Summary
dismissing appeal for lack of jurisdiction because appeal of order regarding condition of pretrial bond was not appealable
Summary of this case from Perkins v. StateOpinion
No. 2-00-045-CR.
April 27, 2000.
Appeal from County Criminal Court No. 6 of Tarrant County, Molly Speer Jones, J.
Robert S. Williams, Fort Worth, for Appellant.
Tim Curry, Crim. Dist. Atty., Betty Arvin, Asst. Dist. Atty., Tarrant County, for Appellee.
OPINION
James W. Bridle appeals from the trial court's order requiring him to have an ignition interlock device installed on his vehicle as a condition of his pretrial bond. We dismiss the appeal for want of jurisdiction.
Appellant was arrested on December 12, 1999 for driving while intoxicated (DWI). The information contains an enhancement paragraph alleging that appellant was previously convicted of DWI on January 4, 1999. Because appellant was charged with his second DWI offense, the trial court conditioned appellant's pretrial bond in part on the installation of an ignition interlock device on his vehicle, as required by TEX. CODE CRIM. PROC. ANN. art. 17.441 (Vernon Supp. 2000). Appellant appeals from the order requiring the interlock ignition device.
Generally, we only have jurisdiction to consider an appeal by a criminal defendant where there has been a final judgment of conviction. See Workman v. State, 170 Tex.Crim. 621, 343 S.W.2d 446, 447 (1961); McKown v. State, 915 S.W.2d 160, 161 (Tex.App.-Fort Worth 1996, no pet.). We do not have jurisdiction to review interlocutory orders such as the one in this case unless that jurisdiction has been expressly granted to us by law. See Ex parte Apolinar, 820 S.W.2d 792, 794 (Tex.Crim.App. 1991). The narrow exceptions to this rule do not apply here, and we have found no statute that would authorize us to address appellant's interlocutory appeal. No statute or rule vests this court with jurisdiction over direct appeals from pretrial bond rulings. See Benford v. State, 994 S.W.2d 404, 409 (Tex.App.-Waco 1999, no pet.) (holding it lacked jurisdiction over direct appeal from pretrial order increasing bail); Wright, 969 S.W.2d at 590-91 (refusing to construe TEX. R. APP. P. 31.1 as encompassing direct appeal of pretrial order revoking bond); Ex parte Shumake, 953 S.W.2d 842, 844 (Tex.App. — Austin 1997, no pet.) (holding pretrial order raising bail is not appealable).

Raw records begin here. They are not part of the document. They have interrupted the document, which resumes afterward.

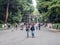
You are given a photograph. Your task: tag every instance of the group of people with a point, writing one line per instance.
(32, 27)
(28, 27)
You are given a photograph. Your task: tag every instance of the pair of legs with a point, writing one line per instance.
(27, 34)
(32, 34)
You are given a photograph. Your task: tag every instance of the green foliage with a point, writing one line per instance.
(50, 10)
(17, 9)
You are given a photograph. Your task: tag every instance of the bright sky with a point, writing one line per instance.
(34, 3)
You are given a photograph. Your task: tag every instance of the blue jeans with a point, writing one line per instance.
(32, 34)
(27, 34)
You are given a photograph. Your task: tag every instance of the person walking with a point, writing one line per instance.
(32, 30)
(16, 25)
(27, 30)
(39, 26)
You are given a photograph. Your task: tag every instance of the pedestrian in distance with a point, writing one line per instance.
(32, 30)
(39, 26)
(16, 25)
(27, 30)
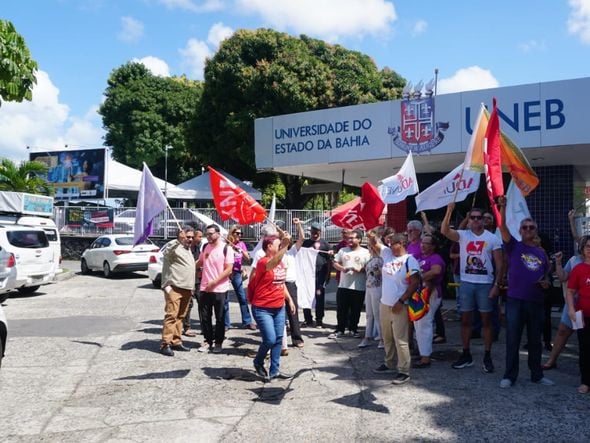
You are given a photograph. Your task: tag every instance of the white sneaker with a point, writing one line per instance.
(364, 343)
(546, 382)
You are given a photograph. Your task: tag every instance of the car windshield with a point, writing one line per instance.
(27, 239)
(124, 241)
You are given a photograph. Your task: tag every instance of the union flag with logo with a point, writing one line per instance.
(232, 202)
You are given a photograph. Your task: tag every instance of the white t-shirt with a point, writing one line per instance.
(355, 259)
(394, 276)
(476, 259)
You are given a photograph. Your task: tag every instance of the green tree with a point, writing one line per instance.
(25, 177)
(17, 68)
(143, 113)
(263, 73)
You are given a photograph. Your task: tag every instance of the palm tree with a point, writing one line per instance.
(24, 177)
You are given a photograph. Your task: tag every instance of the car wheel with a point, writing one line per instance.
(106, 270)
(28, 289)
(84, 267)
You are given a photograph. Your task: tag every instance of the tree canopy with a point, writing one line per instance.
(263, 73)
(143, 113)
(24, 177)
(17, 68)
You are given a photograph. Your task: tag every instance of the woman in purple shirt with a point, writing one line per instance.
(432, 267)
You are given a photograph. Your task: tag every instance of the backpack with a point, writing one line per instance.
(419, 301)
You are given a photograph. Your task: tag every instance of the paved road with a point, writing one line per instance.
(83, 365)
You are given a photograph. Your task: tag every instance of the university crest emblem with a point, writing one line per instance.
(418, 131)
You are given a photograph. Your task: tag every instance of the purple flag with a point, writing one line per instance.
(150, 202)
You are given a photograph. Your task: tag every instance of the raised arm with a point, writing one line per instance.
(445, 227)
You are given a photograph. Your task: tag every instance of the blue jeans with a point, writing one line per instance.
(518, 314)
(237, 283)
(271, 323)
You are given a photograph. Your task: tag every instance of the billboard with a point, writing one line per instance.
(74, 174)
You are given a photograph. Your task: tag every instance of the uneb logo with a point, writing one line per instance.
(417, 131)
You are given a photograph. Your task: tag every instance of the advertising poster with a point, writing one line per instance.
(74, 174)
(89, 218)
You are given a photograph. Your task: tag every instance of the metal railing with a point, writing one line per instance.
(90, 221)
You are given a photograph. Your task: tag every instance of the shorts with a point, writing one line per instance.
(475, 295)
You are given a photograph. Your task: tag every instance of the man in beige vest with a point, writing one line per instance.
(178, 284)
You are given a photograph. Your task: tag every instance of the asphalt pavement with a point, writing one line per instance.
(82, 364)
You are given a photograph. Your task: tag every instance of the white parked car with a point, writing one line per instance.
(7, 273)
(116, 253)
(33, 256)
(3, 334)
(155, 268)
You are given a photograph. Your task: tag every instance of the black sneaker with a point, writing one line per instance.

The exceptions include: (1) certain appeals while on deferred adjudication community supervision, see Kirk v. State, 942 S.W.2d 624, 625 (Tex.Crim.App. 1997); (2) appeals from the denial of a motion to reduce bond, see TEX. R. APP. P. 31.1; McKown, 915 S.W.2d at 161; and (3) certain appeals from the denial of habeas corpus relief, see Wright v. State, 969 S.W.2d 588, 589 (Tex.App.-Dallas 1998, no pet.); McKown, 915 S.W.2d at 161.
On February 17, 2000, we notified the parties of our concern that we lacked jurisdiction over this appeal and informed them that the appeal would be dismissed for want of jurisdiction unless appellant or any party desiring to continue the appeal filed with the court a response showing grounds for continuing the appeal. See TEX. R. APP. P. 44.3. No response has been filed. Accordingly, we dismiss the appeal for want of jurisdiction.